I am training my model for several epochs without errors and suddenly got a cublas runtime error. The complete stack trace is:
Traceback (most recent call last):
File “train_revise.py”, line 405, in
main()
File “train_revise.py”, line 363, in main
model, criterionCTC, optimizer, data, target)
File “train_revise.py”, line 144, in train_batch
cost.backward()
File “/home/haojiedong/tools/anaconda3/lib/python3.6/site-packages/torch/tensor.py”, line 93, in backward
torch.autograd.backward(self, gradient, retain_graph, create_graph)
File “/home/haojiedong/tools/anaconda3/lib/python3.6/site-packages/torch/autograd/init.py”, line 90, in backward
allow_unreachable=True) # allow_unreachable flag
RuntimeError: cublas runtime error : an internal operation failed at /opt/conda/conda-bld/pytorch_1535491974311/work/aten/src/THC/THCBlas.cu:249
If I resume training, I will get this error right away. So I can not start training now.
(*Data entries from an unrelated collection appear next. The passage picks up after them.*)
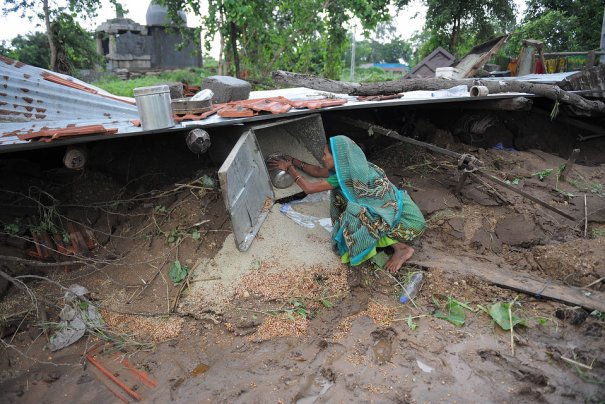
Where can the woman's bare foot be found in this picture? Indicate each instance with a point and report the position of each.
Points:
(402, 253)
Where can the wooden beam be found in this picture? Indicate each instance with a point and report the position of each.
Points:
(569, 164)
(500, 276)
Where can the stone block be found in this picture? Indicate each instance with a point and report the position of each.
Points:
(227, 88)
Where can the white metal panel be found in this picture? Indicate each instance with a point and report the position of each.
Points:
(246, 188)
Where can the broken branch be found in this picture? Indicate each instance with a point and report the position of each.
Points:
(551, 92)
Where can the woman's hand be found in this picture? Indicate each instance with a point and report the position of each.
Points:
(281, 164)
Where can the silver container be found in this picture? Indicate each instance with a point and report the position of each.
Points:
(154, 107)
(279, 178)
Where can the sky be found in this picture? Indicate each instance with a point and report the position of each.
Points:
(408, 21)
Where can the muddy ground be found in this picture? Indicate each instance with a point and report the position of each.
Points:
(300, 327)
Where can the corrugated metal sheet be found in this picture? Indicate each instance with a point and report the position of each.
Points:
(32, 99)
(302, 93)
(590, 79)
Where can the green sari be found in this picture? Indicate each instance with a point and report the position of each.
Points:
(367, 210)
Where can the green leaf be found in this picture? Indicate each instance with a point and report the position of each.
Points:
(327, 304)
(380, 259)
(177, 272)
(454, 313)
(411, 323)
(499, 312)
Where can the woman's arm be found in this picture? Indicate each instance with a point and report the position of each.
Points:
(312, 170)
(310, 187)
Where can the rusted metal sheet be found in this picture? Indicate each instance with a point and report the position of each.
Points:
(37, 100)
(590, 81)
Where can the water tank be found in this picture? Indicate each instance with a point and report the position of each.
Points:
(158, 15)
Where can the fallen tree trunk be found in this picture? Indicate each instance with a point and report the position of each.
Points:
(551, 92)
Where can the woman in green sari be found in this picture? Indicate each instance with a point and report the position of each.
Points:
(366, 209)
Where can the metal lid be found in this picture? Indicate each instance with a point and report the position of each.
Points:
(151, 90)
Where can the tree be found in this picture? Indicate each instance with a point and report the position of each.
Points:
(563, 25)
(258, 36)
(76, 47)
(452, 23)
(372, 51)
(31, 49)
(48, 12)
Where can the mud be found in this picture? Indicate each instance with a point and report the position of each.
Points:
(286, 322)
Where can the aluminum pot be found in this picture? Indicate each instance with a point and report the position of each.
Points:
(279, 178)
(154, 107)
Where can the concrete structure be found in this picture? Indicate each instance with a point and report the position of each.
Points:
(134, 47)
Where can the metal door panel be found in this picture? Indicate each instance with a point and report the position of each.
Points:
(246, 189)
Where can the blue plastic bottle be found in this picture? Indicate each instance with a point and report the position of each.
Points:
(412, 287)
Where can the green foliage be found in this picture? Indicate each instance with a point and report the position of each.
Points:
(503, 317)
(298, 308)
(457, 25)
(126, 88)
(63, 30)
(174, 237)
(259, 36)
(597, 232)
(77, 46)
(13, 228)
(452, 312)
(411, 323)
(563, 25)
(32, 49)
(178, 272)
(372, 51)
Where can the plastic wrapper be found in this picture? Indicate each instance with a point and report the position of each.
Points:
(305, 220)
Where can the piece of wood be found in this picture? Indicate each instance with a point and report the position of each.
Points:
(548, 91)
(461, 182)
(569, 164)
(500, 276)
(394, 134)
(525, 194)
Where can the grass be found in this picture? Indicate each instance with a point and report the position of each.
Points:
(125, 88)
(370, 75)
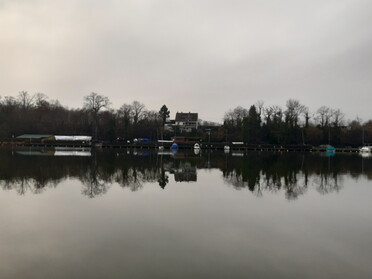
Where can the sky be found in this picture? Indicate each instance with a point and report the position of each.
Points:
(205, 56)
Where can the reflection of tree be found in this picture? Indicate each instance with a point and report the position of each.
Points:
(163, 179)
(260, 173)
(95, 181)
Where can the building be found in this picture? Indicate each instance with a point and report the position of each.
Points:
(186, 121)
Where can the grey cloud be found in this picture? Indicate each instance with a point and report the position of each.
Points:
(205, 56)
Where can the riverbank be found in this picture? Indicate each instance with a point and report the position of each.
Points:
(185, 146)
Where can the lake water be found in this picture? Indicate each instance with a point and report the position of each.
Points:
(137, 214)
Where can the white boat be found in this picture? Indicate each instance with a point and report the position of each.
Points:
(365, 149)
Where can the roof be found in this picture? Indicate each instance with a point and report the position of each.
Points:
(184, 117)
(33, 136)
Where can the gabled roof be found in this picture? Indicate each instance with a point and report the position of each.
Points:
(34, 136)
(184, 117)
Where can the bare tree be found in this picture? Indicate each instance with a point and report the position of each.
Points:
(337, 118)
(94, 103)
(323, 116)
(25, 100)
(138, 110)
(293, 112)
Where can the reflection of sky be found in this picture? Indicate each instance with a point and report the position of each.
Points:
(197, 230)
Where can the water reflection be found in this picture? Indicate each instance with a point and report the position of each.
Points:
(260, 173)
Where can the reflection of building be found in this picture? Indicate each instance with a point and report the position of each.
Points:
(184, 172)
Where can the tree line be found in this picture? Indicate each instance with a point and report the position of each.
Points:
(258, 124)
(36, 114)
(295, 124)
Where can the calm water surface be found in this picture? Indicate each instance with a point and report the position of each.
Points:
(133, 214)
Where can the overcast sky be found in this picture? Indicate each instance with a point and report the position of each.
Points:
(205, 56)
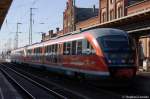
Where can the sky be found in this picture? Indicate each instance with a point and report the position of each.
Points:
(47, 15)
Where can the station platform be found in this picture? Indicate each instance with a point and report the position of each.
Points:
(7, 91)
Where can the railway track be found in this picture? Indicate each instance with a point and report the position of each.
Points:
(82, 89)
(54, 89)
The solution poposed on this related post does not work.
Maybe. The other day, one of the GPU in the server does not show up when executing nvidia-smi. The root user has reboot the computer once. After that, I start training without error until I ran into this issue.
I run the code of another project. It runs well without error on the same GPU. Maybe this is not a GPU problem. but the error message is hard to understand to debug the code.
Finally, I have found the reason for this error. I am using the warp_ctc package to do ocr recognition. The signature for CTCLoss is:
CTCLoss(size_average=False, length_average=False)
# size_average (bool): normalize the loss by the batch size (default: False)
# length_average (bool): normalize the loss by the total number of frames in the batch. If True, supersedes size_average (default: False)
forward(acts, labels, act_lens, label_lens)
# acts: Tensor of (seqLength x batch x outputDim) containing output activations from network (before softmax)
# labels: 1 dimensional Tensor containing all the targets of the batch in one large sequence
# act_lens: Tensor of size (batch) containing size of each output sequence from the network
# label_lens: Tensor of (batch) containing label length of each example
The error is caused by a code bug in calculating the label length in a batch of labels. When I correct this error, the cublas error disappears.